While the research over the past decade has primarily focused on inertial generators that operate in a linear
regime, recent work suggests that designing a harvester to operate in a nonlinear regime can improve the
harvesters performance [2]. More specifically, several research groups are now investigating the use of
nonlinearities to extend the bandwidth, broaden the frequency spectrum, and/or to facilitate tuning. These
efforts take aim at overcoming the limitations of linear devices, which only perform well for a narrow band
of frequencies [2].
The output power is one of the most important measures of performance.

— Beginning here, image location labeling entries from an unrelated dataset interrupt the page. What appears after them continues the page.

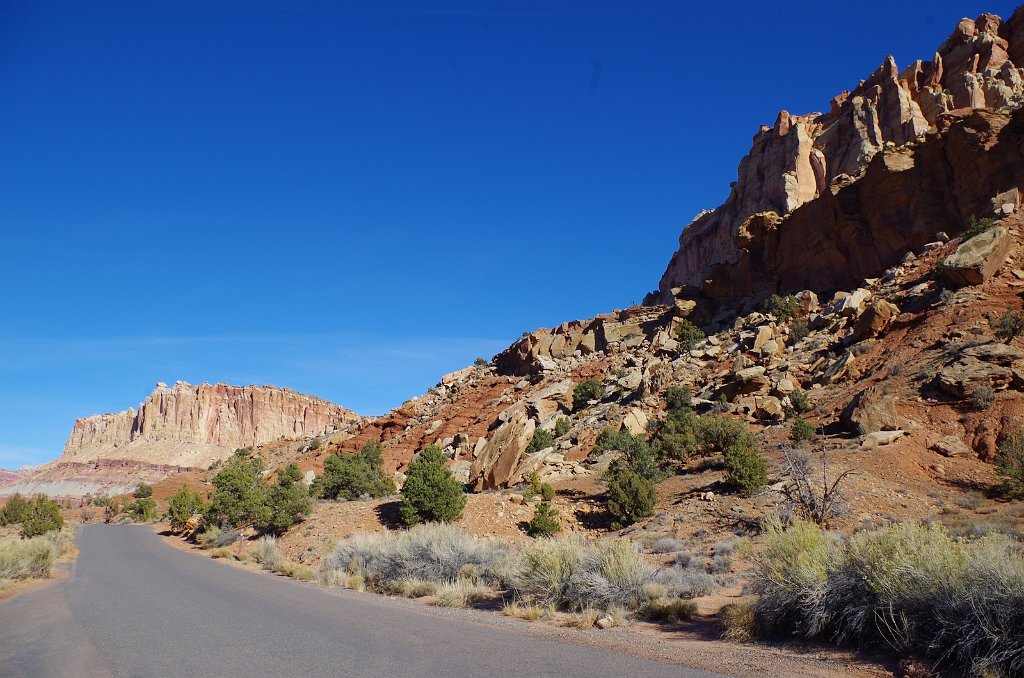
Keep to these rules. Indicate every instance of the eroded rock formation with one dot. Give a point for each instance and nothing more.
(824, 200)
(196, 425)
(175, 429)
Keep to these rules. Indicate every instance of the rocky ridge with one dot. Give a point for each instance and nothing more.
(175, 429)
(825, 200)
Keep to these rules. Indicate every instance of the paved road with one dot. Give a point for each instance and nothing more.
(136, 606)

It is most often reported as the peak
power, the average peak power, or the peak power divided by one or more quantities - such as the volume or
the base acceleration. Despite the fact that recent efforts have begun to question whether a linear or nonlinear
strategy should be used, little to no work has appeared to quantify the affect that uncertainties in the physical
parameters have on the uncertainty in the output power. However, many sources of uncertainty exist - such
as uncertainties in the lowest natural frequency, damping, excitation source, and physical dimensions that
can dramatically alter the performance. This has motivated the authors to consider the question of whether a
measure of robustness should accompany the typically reported values of peak performance.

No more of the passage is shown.